Prosperity isn’t the only thing that Yusheng has an abundance of. It is rich in oil and sugar, and the fact that most people eat multiple servings of Yusheng over the 14-day festive period makes it a serious belt buster. To many, this would be a surprising conclusion. After all, vegetables and raw fish are typically associated with being healthy.

This leads to a dilemma for avid Yusheng fans. Cutting the amount of, or even an entire category of condiments may be the easy way out, but doing so would be compromising the symbolism that it also brings.

We are sure you don’t really want to lose those gains and losses made from your sports and fitness routines. Hence, we’ve compiled a list of substitutes and/or ways you can consider to achieve the best of both worlds. Huat ah!

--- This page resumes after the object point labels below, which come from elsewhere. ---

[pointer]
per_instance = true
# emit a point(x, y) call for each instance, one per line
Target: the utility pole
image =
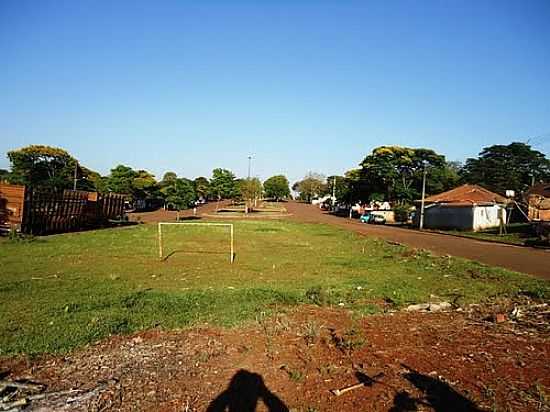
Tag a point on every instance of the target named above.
point(423, 195)
point(333, 194)
point(75, 175)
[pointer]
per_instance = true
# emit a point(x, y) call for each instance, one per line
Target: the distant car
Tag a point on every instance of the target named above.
point(372, 218)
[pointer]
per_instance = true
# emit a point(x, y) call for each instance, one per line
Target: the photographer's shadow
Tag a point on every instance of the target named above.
point(243, 393)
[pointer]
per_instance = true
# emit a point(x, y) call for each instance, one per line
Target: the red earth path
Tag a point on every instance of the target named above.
point(528, 260)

  • Salmon belly is the most commonly used meat in Yusheng. However, when compared to other lean fish, it is not only high in fat but also provides barely any protein. The higher proportion of fat leads directly to more caloric intake.
    • The most straightforward, healthier alternative, would be to replace the commonly used salmon belly, with a salmon fillet, which is lower in fat.
    • One could also opt to replace raw salmon completely with the aforementioned lean fish, which would include swordfish and tuna.

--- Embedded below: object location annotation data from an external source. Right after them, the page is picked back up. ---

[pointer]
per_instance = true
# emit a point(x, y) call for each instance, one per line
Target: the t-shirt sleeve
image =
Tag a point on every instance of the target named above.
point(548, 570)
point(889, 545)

  • For Yusheng, plums (Prunus salicina) in Mandarin (李) is a homonym for “gifts” (礼). As part of the Chinese proverb (投桃报李), it symbolizes the strong ties between family and friends (possibly via the trading of gifts). Yet, the thing about plums is that they can refer to two different fruits. The other variant, Prunus mume, in Mandarin (梅) is actually a homonym for “nothingness” (没) or even rot (霉)!
    • Store-bought plum sauce (itself a popular Cantonese condiment)? Usually made of the latter. Yikes! Maybe it is time to go homemade, especially if the supposed symbolism is one that you and your family treasure for the upcoming year. One easy way to differentiate the two is to look for the one that doesn’t have fine hair on the skin.
    • If you aren’t confident in picking the correct plum, how about swapping it out completely for apples? An apple a day keeps the doctor away, after all. Apple skin is red, and when the fruit is made into sauce, comes in an equally auspicious yellow. Apples are homonyms with peace in Mandarin too! That said, it is generally better to make your own apple sauce by blending it raw, than to go for a store bought option that is higher in sugar.

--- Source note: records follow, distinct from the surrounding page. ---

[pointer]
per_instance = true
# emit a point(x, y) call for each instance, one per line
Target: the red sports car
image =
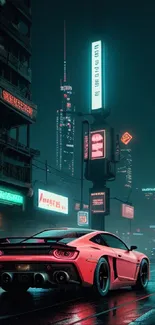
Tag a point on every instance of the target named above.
point(70, 256)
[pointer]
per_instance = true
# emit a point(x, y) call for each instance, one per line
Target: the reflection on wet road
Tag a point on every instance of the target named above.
point(45, 307)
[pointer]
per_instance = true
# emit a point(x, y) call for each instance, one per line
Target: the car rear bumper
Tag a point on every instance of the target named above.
point(40, 275)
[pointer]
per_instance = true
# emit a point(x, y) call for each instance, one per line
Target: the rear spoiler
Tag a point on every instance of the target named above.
point(6, 242)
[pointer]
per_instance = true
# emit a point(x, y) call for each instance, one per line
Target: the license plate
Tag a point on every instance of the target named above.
point(23, 267)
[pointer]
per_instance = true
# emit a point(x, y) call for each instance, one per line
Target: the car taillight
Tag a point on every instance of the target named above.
point(61, 253)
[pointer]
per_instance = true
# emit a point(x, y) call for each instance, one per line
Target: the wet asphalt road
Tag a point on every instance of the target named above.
point(46, 307)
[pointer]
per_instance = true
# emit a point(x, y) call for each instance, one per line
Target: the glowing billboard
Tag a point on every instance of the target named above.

  • Also known as the “fruit of longevity”, peanuts are icons for eternal youth. When used in Yusheng in its crushed form, it also symbolizes a house filled with gold and silver. Yet, despite being a good source of protein, peanuts are a high-calorie food. It is also a common and most severe allergen. Not a good look if you have an eye on health.
    • A great substitute with a similar symbolism is the pecan. These tree nuts are known for their ability to lower bad cholesterol, improve brain function, and control blood sugar levels.
    • Another alternative that you can consider is crushed almonds, which typically represents bliss. Almonds have more calcium and iron, calcium and Vitamin E, the latter great for boosting your immune system.


  • The deep-fried “golden pillow” crackers are harder to find close substitutes for. They do share a similar role with crushed peanuts in symbolizing prosperity, so one can probably settle for alternatives that retain the crunchy texture of the cracker.
    • Enter multigrain crackers. Unlike its flour-based counterparts, the multigrain cracker is usually baked instead of being deep-fried. This is great news for those seeking to cut down on their fat intake, while still getting that satisfying crispiness in their Yusheng serving.

Of course, there is always the option to tweak the traditional recipe even further by adding other ingredients to spruce up the plate. As always, remember to go for healthier options, use healthier cooking methods, and eat in moderation. Above all else, bask in the festivities. You’ve earned it!